Павел взял с собой в тот рейд и ефрейтора Коптева, самого старшего из всех. Ему было сорок два года. До войны он служил в милиции, в дежурной части одного из ростовских райотделов. Жительствовал в Ростове-папе, как он говорил. Попал в первые же дни войны в саперную роту. Всей ротой, которой командовал слишком уж молоденький лейтенантик, угодили в окружение. Почти всю роту – тех, кто выжил после тяжелых трехдневных боев, пленили немцы, но Коптев сумел зарыться в разрушенном блиндаже, точно заживо похоронив себя, и к немцам не попал. Он чуть не задохнулся под толстенным слоем земли. Потом он долго шел через густые леса к Дону, в свой Ростов-папу, потому что ничего другого даже знать не хотел. Там у него жена и две девчонки, пятиклассница и трехклассница, блондиночки две. Пришел, а соседи рассказали, что жена с детьми бежала в степи от немцев. Их схватили в каком-то хуторе, приняли за партизан и как будто расстреляли вместе с хозяевами дома, где они ночевали. Во всяком случае, следов никаких не осталось. Ни могил, ни тел, ни бумаг! Ничего! Тогда Коптев пошел через те же леса назад, догонять фронт. Великолепно стрелял, умел драться как лев, горячо и жестоко. Взял его в разведвзвод Куприянов, вычислил каким-то образом в обычной пехоте. Вот увидел и сразу пальцем поманил. Тот безропотно пошел.
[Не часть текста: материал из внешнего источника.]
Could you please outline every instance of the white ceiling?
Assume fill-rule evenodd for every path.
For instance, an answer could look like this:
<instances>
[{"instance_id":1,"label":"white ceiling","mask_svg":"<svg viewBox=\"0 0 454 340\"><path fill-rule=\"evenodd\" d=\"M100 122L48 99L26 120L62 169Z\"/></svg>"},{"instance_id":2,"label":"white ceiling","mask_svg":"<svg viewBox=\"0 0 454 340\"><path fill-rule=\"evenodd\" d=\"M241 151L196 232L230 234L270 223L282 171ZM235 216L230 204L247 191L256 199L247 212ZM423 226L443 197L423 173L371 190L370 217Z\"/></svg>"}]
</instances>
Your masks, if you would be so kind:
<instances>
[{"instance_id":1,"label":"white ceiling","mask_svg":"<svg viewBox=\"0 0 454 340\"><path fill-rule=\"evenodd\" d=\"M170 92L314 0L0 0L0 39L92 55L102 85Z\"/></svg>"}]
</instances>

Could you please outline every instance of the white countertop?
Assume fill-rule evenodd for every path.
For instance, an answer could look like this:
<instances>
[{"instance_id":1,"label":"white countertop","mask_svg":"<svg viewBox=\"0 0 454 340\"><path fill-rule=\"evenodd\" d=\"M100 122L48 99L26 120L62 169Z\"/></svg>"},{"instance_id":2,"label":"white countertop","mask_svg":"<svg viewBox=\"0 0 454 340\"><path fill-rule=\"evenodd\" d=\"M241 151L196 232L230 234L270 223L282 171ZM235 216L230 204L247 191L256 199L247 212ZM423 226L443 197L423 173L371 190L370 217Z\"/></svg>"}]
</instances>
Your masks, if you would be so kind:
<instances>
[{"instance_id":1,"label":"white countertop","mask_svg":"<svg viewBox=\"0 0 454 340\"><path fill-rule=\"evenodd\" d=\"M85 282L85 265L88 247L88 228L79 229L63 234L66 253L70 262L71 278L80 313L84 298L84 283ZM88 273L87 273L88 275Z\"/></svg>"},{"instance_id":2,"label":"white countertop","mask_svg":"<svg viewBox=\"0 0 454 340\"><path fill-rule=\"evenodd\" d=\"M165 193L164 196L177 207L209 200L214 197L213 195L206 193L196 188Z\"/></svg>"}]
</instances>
Следующим был слесарь какого-то небольшого московского завода здоровенный молчаливый верзила Антон Конопатов. Кто он, что он, никто не знал. Павел догадывался, что был когда-то Антон судим за что-то. Чувствовал он это каким-то образом. Да и Коптев поглядывал на него с хитрой ухмылкой. А уж милиционер такое дело за версту чует. Но бойцом этот Конопатов был замечательным. В рукопашную без него вообще не обойтись. А уж как он нес три километра однажды на плече толстенного немца-языка, упрямого и злобного типа, спеленованным как огромного розового младенца, так это стало притчей во языцех не только во взводе, но даже и в штабе полка. Кулачина была у него огромная, прямо как человеческая голова. Уж на что Павел был сильным мужчиной, высоким, крепким, да еще умелым драчуном, но рядом с Конопатовым смотрелся хрупко. Решили не копаться в его прошлом. И так сойдет!
Самым большим оригиналом был бывший переводчик из наркомата иностранных дел, полиглот (знал шесть языков), филолог Любомир Галич. Он происходил из македонских евреев, состоял в болгарской коммунистической партии. Собственно, евреем он был лишь по отцу, профессору медицины, а мать – чистокровная македонка, необыкновенно красивая театральная актриса; ее красота, рассказывал Любомир, не померкла даже с возрастом. После ареста отца и загадочной смерти матери прямо в театральной уборной во время антракта, он, долго скрывавшийся до этого в горах, бежал от немцев в Болгарию; там ведь евреев не трогали. Оттуда, из веселого портового города Варны, его на рыбацкой шхуне тайно переправили в Россию. Вот тут его, наконец, и арестовали, в срочном порядке дали десять лет, как исключительно подозрительному элементу, а возможно, даже немецкому шпиону. Галич отсидел чуть более трех лет в нижнетагильском специальном лагере, где было много совершенно раздавленных недоверием и жесточайшим лагерным бытом иностранцев. Но вскоре в Москве вспомнили каким-то образом, что он близко знал одного важного немца, очень нужного советской разведке офицера. Они сошлись еще в юности, на языковой практике, в берлинском университете. Теперь этот офицер служил на ответственном месте в Скопии, не то в гестапо, не то еще в каком-то секретном учреждении.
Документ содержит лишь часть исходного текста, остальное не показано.